Ia berkata “…the best way to choose what to keep and what to throw away is to take each item in one’s hand and ask: “Does this spark joy?” If it does, keep it. If not, dispose of it.”
Akibatnya bisnis thrifting, second hand store, atau pre-loved menjadi sangat diminati. Second hand store pun menjadi salah satu tempat alternatif untuk membeli barang so called branded atau orang yang memiliki sikap “apa pun mereknya yang penting keren dan murah”, secara tidak langsung membuat penjualan fast fashion melemah.
Mengapa begitu? Kalau dipikir lebih rasional industri fast fashion memproduksi barang secara masif dan cepat karena harus mengikuti trend yang sedang berjalan. Oleh karena itu sebagian dari ritel besar ini menggunakan bahan material yang sebenarnya nggak bagus-bagus amat ditambah lagi barang yang dibeli adalah barang sejuta umat.

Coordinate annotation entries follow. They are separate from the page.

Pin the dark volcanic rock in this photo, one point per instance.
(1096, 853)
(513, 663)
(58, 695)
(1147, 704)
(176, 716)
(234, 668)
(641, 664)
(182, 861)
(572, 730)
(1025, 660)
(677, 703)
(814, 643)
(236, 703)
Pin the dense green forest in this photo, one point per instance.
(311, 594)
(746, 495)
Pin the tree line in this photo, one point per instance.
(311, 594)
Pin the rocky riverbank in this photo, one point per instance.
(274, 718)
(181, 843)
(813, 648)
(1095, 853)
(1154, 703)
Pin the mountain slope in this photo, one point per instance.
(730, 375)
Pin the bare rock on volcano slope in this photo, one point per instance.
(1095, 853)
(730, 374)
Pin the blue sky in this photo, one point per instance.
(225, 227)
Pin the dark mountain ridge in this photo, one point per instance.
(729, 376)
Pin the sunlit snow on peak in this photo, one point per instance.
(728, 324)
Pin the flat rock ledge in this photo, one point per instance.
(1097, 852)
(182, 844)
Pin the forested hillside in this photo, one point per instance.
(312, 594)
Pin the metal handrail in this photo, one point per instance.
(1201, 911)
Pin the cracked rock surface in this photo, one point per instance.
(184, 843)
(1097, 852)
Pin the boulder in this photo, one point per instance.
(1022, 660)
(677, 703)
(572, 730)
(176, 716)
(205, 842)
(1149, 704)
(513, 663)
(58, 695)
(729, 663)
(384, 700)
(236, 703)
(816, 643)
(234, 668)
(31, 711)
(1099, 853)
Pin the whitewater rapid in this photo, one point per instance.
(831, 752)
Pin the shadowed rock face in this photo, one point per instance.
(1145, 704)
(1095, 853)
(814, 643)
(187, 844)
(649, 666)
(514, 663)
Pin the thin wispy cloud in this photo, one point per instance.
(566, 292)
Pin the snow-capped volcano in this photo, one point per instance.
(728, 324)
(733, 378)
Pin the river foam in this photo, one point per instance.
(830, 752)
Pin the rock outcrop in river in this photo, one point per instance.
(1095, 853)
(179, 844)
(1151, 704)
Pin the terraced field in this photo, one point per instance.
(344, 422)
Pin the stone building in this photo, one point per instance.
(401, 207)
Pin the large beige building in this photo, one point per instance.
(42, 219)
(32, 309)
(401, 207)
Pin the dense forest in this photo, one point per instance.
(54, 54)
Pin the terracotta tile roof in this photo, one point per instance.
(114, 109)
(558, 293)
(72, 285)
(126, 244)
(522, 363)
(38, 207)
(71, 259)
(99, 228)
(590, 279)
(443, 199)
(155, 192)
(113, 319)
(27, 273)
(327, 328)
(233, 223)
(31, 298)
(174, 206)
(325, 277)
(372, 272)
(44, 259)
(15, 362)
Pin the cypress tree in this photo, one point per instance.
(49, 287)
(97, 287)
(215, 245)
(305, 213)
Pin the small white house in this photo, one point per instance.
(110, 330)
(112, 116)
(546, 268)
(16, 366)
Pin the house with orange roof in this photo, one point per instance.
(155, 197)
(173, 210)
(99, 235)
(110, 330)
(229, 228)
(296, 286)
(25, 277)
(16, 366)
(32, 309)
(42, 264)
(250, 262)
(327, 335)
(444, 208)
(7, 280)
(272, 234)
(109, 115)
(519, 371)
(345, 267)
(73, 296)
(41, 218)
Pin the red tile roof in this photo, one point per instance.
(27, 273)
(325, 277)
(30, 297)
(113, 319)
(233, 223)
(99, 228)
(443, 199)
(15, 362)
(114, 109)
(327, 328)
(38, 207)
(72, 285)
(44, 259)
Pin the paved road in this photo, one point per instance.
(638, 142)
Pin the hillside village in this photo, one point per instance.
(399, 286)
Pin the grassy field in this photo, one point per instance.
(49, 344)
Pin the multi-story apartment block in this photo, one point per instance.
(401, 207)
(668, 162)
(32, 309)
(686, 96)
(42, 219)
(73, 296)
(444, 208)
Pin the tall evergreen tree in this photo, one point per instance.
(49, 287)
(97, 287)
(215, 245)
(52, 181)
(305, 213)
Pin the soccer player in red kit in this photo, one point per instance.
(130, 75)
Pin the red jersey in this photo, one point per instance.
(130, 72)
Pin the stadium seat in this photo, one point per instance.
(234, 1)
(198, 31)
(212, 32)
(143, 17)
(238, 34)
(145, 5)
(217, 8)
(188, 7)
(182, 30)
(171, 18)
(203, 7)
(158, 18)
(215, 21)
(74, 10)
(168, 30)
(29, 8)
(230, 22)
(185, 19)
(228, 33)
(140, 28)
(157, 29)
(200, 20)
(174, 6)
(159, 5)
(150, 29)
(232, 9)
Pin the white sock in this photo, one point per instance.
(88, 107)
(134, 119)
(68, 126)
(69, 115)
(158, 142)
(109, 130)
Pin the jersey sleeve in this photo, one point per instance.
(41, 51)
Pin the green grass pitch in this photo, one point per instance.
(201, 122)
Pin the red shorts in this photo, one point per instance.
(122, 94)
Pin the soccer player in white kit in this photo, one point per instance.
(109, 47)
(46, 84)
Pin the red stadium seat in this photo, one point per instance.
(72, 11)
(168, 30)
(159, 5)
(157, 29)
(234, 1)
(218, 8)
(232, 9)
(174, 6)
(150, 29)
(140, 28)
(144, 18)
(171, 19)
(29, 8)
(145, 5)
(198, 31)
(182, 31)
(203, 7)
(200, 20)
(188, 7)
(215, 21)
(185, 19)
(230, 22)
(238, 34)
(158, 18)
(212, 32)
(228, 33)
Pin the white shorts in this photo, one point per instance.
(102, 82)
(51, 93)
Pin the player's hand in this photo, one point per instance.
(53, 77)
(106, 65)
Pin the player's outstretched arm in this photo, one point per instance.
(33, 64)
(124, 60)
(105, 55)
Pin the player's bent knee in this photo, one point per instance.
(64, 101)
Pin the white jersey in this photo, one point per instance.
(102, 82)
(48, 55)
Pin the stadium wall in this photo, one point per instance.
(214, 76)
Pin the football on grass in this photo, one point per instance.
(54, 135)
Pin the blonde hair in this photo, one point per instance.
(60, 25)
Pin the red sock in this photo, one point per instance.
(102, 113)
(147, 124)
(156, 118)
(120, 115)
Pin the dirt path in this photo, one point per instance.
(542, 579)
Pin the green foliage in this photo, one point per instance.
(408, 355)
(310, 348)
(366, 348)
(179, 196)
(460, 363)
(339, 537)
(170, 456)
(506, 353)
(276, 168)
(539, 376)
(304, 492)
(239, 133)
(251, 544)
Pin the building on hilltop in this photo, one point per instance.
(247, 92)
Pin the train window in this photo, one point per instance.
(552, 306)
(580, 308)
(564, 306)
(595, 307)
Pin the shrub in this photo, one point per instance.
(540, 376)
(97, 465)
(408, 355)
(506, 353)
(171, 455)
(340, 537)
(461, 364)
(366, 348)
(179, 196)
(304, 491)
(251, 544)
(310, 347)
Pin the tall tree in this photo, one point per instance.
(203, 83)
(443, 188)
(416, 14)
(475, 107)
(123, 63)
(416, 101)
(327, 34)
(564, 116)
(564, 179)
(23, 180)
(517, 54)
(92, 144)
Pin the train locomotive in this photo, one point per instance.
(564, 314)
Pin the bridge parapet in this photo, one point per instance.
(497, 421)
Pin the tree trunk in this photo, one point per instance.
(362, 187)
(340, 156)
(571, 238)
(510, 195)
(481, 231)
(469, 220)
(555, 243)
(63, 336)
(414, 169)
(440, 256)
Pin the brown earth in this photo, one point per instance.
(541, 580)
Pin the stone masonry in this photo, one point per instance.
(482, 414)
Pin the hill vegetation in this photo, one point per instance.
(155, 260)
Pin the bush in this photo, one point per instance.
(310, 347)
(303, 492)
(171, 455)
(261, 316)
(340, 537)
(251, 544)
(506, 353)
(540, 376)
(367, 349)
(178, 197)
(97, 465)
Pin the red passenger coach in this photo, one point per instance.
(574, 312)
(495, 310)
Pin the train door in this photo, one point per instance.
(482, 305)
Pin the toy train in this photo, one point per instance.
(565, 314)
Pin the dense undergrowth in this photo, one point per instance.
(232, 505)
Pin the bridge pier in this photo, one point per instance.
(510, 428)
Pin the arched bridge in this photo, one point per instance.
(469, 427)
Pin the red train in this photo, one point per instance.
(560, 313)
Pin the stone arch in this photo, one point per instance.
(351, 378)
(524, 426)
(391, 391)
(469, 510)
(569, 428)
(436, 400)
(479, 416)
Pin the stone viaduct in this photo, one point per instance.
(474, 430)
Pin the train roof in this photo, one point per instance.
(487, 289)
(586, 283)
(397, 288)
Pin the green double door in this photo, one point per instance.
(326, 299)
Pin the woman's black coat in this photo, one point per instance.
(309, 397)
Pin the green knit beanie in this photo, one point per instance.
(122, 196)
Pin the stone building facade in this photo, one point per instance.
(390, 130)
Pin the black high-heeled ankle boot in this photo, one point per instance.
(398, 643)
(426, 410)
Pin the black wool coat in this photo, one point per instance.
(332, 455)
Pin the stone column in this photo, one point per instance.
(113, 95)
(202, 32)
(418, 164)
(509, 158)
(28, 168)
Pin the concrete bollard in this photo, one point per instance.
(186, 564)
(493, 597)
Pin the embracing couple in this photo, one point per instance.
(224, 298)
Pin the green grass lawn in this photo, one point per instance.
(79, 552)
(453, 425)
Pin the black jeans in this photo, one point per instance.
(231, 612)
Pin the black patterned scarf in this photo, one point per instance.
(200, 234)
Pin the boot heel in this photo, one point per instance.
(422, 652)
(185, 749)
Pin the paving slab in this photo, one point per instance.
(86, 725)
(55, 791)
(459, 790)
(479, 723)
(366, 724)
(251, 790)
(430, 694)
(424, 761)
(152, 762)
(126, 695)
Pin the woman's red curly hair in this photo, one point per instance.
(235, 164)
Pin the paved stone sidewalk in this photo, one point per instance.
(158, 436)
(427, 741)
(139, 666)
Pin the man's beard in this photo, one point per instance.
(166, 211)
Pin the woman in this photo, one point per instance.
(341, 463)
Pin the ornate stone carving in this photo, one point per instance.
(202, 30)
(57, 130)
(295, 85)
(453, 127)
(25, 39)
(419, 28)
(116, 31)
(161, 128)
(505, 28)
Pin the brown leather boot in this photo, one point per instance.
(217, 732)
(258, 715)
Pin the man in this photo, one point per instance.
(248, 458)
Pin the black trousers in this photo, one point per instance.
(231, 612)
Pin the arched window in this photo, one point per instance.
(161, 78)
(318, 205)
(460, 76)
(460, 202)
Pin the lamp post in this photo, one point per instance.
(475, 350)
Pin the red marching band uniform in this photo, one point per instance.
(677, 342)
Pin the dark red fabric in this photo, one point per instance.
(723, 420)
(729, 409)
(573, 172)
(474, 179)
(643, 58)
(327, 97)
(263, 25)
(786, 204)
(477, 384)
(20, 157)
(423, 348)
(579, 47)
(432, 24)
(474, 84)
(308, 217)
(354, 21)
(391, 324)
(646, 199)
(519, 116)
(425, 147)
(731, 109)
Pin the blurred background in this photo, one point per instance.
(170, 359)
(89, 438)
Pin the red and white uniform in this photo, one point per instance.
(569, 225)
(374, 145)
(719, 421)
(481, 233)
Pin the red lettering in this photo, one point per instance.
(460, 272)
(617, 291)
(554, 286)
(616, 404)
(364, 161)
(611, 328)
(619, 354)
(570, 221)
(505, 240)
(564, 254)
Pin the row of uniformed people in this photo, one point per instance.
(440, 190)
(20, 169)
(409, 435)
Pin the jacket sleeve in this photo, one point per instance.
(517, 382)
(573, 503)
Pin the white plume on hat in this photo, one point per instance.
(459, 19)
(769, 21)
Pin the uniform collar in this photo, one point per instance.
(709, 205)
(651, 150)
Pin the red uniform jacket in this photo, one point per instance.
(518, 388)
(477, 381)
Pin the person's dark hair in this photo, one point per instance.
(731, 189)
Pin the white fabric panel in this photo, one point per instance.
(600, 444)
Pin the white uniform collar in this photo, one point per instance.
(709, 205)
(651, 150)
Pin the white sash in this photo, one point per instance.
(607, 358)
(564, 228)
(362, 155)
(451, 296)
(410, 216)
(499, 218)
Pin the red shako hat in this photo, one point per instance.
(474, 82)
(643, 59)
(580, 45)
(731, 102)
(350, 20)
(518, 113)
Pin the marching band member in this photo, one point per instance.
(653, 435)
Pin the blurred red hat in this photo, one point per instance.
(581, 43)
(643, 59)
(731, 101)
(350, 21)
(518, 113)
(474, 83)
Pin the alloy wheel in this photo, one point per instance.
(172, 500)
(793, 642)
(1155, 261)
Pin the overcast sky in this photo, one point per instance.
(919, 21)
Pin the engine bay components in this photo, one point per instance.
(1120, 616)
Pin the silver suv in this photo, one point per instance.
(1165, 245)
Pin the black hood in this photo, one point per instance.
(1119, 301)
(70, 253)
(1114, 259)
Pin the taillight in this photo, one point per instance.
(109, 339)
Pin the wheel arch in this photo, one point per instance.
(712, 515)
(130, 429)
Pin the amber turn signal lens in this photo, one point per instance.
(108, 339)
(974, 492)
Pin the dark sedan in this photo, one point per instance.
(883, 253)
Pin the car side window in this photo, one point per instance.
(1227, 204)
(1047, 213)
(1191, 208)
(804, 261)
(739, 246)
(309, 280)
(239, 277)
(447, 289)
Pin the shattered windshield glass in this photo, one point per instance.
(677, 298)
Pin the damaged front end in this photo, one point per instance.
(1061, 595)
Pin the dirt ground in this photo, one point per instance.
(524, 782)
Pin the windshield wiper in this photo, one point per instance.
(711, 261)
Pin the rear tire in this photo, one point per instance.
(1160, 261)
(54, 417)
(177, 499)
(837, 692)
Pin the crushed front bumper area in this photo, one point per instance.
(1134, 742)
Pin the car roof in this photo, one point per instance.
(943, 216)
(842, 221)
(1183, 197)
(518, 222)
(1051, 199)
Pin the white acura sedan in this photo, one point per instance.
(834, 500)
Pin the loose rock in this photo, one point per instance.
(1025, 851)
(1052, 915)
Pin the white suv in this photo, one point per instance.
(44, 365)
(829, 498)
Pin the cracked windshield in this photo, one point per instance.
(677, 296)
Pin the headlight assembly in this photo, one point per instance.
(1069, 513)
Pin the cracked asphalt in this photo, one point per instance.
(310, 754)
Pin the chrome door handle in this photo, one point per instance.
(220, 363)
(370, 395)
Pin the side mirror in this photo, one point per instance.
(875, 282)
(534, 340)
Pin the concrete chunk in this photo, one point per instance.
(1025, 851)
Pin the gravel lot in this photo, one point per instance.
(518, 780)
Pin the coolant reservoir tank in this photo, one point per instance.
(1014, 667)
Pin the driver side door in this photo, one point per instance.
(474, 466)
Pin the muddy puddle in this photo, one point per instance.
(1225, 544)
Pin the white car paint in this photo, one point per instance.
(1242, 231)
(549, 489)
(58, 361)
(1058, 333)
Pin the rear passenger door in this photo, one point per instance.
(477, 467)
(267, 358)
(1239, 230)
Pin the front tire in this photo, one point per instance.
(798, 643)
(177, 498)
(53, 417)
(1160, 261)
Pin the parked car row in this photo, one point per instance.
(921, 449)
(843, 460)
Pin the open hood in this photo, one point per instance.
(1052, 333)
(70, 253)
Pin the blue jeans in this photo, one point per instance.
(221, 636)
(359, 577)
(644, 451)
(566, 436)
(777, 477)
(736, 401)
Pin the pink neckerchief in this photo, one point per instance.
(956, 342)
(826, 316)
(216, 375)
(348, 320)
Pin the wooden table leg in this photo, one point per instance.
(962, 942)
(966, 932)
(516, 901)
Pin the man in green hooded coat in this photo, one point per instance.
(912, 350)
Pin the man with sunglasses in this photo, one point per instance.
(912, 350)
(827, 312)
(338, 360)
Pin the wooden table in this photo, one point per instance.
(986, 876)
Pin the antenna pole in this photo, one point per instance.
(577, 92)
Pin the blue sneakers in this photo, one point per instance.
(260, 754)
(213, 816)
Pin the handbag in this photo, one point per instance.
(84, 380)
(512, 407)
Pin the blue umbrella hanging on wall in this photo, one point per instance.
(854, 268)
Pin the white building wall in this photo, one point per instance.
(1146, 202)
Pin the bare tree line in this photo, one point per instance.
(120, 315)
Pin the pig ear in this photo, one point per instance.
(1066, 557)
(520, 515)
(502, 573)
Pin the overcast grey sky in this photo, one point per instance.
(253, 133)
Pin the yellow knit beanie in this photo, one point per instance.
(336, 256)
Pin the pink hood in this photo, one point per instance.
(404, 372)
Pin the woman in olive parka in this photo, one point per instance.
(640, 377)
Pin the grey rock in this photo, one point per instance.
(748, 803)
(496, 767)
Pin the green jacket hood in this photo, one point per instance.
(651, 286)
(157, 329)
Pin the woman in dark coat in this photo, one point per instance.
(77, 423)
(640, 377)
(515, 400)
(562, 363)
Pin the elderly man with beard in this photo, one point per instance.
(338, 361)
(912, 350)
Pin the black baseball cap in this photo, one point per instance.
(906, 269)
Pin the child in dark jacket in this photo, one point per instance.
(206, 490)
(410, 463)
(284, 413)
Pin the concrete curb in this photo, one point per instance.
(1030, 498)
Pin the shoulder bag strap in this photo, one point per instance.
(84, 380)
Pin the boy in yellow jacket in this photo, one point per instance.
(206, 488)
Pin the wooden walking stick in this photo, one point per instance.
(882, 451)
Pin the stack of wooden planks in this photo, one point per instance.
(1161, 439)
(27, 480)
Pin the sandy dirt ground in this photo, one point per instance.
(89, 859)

Tentu anak muda yang ingin edgy dan beda dari yang lain beralih untuk berbelanja di second hand store. Tidak hanya itu, thrifting juga memberikan kesenangan sendiri jika menemukan barang-barang langka dengan harga yang lebih murah. Namun, dibutuhkan ketelitian, brand knowledge, dan juga keahlian tawar menawar saat melakukan thrifting. Dalam kasus ini Efek Marie Kondo benar-benar menguntungkan baik si penjual maupun pembeli.
Industri fast fashion juga mengalami banyak masalah dalam praktik perburuhan hingga turut serta dalam pencemaran lingkungan. Sebagai contoh ketika membuat sebuah kaos berbahan katun, setidaknya dibutuhkan sekitar 2.700 liter air dan turut serta pula dalam mencemarinya. Berdasarkan data yang dikeluarkan oleh Boston Consulting Group, pada tahun2015 industri mode menghabiskan 79 miliar meter kubik air, melepaskan 1,715 juta ton CO2, dan memproduksi 92 juta ton sampah.
Industri inu juga mengalami kerugian beberapa tahun terakhir, contohnya seperti H&M yang memiliki stock baju tidak terjual yang jika ditotalkan mencapai 4.3 Billion USD. Perusahaan mengatakan laba operasi meturun hingga 62% dalam tiga bulan, sehingga memaksakan brand ini mengirimkan sahamnya ke harga penutupan terendah sejak 2005 lalu di bursa saham Stockholm. Oleh karena itu, masuk akal jika industri ini menurunkan kualitas materialnya demi mendapatkan keuntungan yang lebih besar,
Tidak hanya second hand store, kompetitor dari industri fast fashion juga datang dari slow fashion yang mementingkan kualitas dan keintiman saat melakukan produksi. Kelemahannya mungkin harga yang sangat mahal, namun harga itu tidak sebanding dengan prestise, kualitas, dan eksklusifitas yang didapat saat memakainya.
Yang menjadi pertanyaan adalah Berapa lama industri fast fashion akan bertahan? We’ll see.